Analysis v0.9.26
We investigated the benchmark scores on a recent CPU (Intel i7-12700) with NVMe drive for polkadot version 0.9.26. All possible variations of the optimization options explained here were tested. This resulted in 36 different builds (including the official polkadot binary and docker image) that are listed below:
Rust versions used were stable=1.62.1 (e092d0b6b 2022-07-16)
and nightly=1.65.0-nightly (d394408fb 2022-08-07)
.
For each build, we repeated the following benchmark 20 times:
polkadot benchmark machine --disk-duration 30
Total CPU utilization before and after each test was negligible (< 1%) to make sure that the benchmark was not disturbed by competing CPU tasks.
You can repeat these experiments (on your machine) by using the source files on our Github page.
Starting with polkadot version 0.9.27, there is a new benchmark for timing the execution speed of an extrinsic. We will include this score in future analyses.
Below we plot the scores for each build in a box plot. The red line indicates the median and the box starts from the first to the third quartile values of the scores. Outliers are indicated with circles.
We first compare CPU scores. There are clear differences visible but there is no one winning build. We will investigate good build options below.
Regarding disk scores, all builds behave very similarly except the docker image, which is worse for random write.
For memory score, the situation is similar to random write (only docker underperformed).
A few conclusions are easy to draw:
- The official polkadot binary is somewhat optimized but there is a lot of room for improvement.
- The official docker image is about as fast as the official polkadot binary, except for random write and copy, where you have a relative penalty of 6% and 13%, resp.
- Compiling for a specific CPU can improve the CPU scores by about 6%.
- Compiling without optimization options at all gives worse CPU scores.
- For the disk and memory scores, the differences were not statistically significant.
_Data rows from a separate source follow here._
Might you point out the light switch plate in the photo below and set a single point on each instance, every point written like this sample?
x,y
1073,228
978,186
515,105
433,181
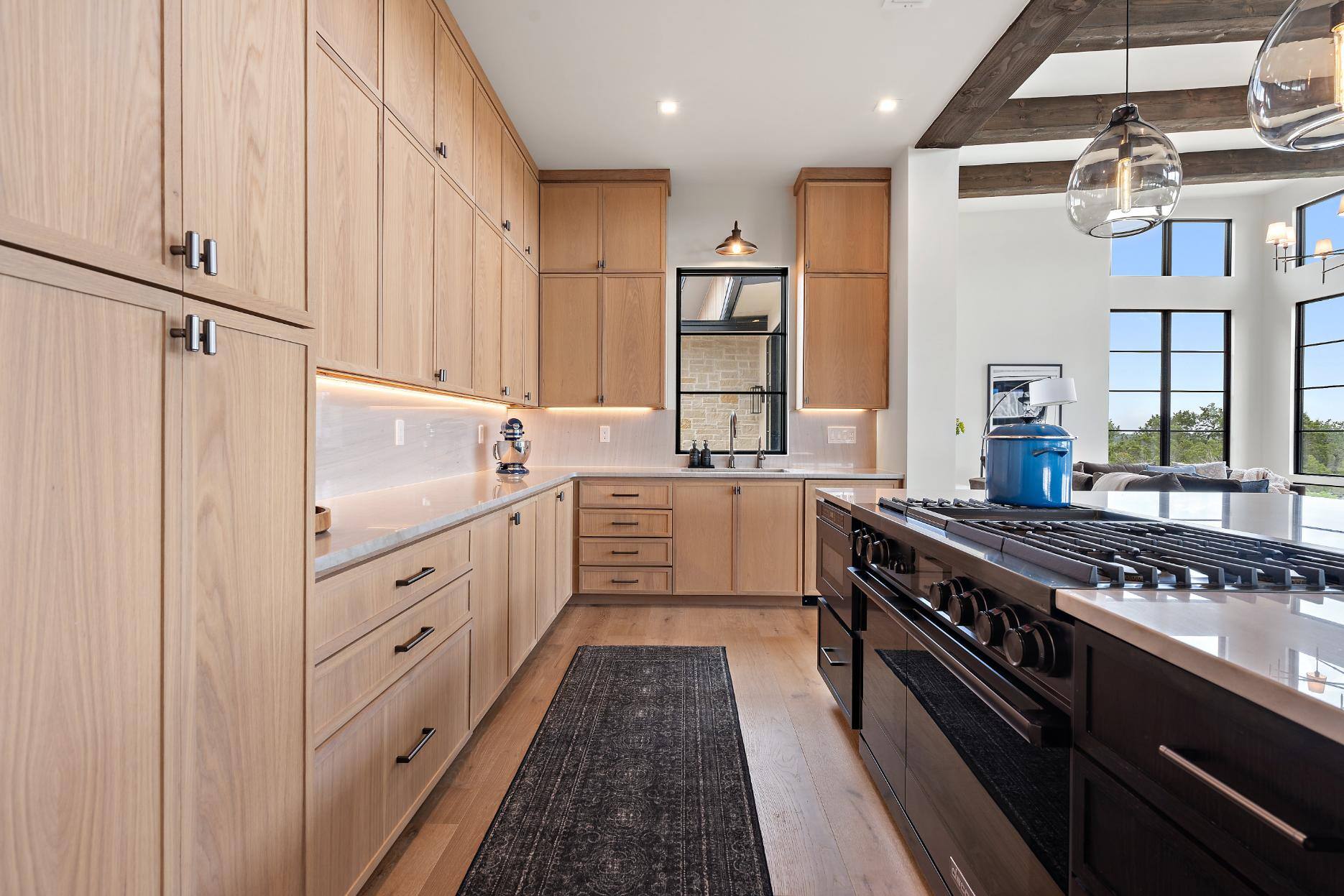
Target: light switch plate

In the box plots above, the median of one build is almost always included in the boxes of the other builds.
The optimization options had a clear influence on the CPU scores (but not for disk and memory). Let us therefore plot both CPU scores and label a few interesting builds.
Determining a winning build is not so easy:
- There are two CPU scores. Ideally, we want to find the best build for both scores, but from the figure we see that this is not possible: number 45 wins in SR25519-Verify, while number 33 wins BLAKE2-256.
- As a compromise, we look for a build that has good scores for both CPU benchmarks. One way is to simply add the scores but they have different scales. A general practice for dealing with more than one objective is to find solutions (here, builds) on the Pareto front: Given a build, there is no other build that is better in SR25519-Verify and in BLAKE2-256. For our case, such Pareto efficient builds are numbers 45, 32, and 33. They can be found in the top right corner of the figure.
- Two builds, like 39 and 45, that have very similar scores are not that different in practice. The fact that one is better than the other is probably due to chance. (This can be made more precise by estimating the error on the score which is related to the width of the box plots in the figures above. We will not do this for now.) We therefore also include builds that are very close to the Pareto efficient ones.
In the figure, we labeled the builds that can all be considered very good since they are Pareto efficient or very close to it. This gives us the following winning optimization options:
nb_build | arch | toolchain | codegen | lto_ldd | profile |
---|---|---|---|---|---|
17 | skylake | stable | True | True | release |
20 | alderlake | stable | True | False | release |
21 | alderlake | stable | True | True | release |
32 | alderlake | nightly | True | False | release |
33 | alderlake | nightly | True | True | release |
39 | alderlake | stable | True | False | production |
45 | alderlake | nightly | True | False | production |
We see some clear patterns:
- Compiling for the most specific CPU architecture (alderlake for our node) is clearly a good idea.
- Enabling codegen (that is,
codegen=1
) is always good. - For the release profile, compiling with LTO is not needed but not harmful either. Note that the production profile is always compiled with LTO.
- Choosing stable or nightly toolchain does not seem to matter that much.
For completeness, we check again the good candidate builds. Except for one bad outlier in build number 33, there is not much more information here: all builds have more or less the same spread. (A build with a high median score but a large spread would not be desirable due to unpredictable performance.)
Based on the above analysis, we recommend choosing build option 32. This corresponds to
rustup override set nightly
export RUSTFLAGS="-C target-cpu=native -C codegen=1"
cargo build --release --target=x86_64-unknown-linux-gnu --locked -Z unstable-options
These options result in very little spread and almost the best CPU scores. The build time is only 15 minutes on a modern machine, compared to almost double for LTO builds. (An interesting mathematical property is also that build 32 is better than the convex combination of build 45 and 33.)
The optiontarget-cpu=native
selects the best CPU optimization for the CPU that runs the compiler. If you want to compile for a different CPU, you need to specify the architecture.
For a different CPU (Intel or AMD), the optimal build could be different.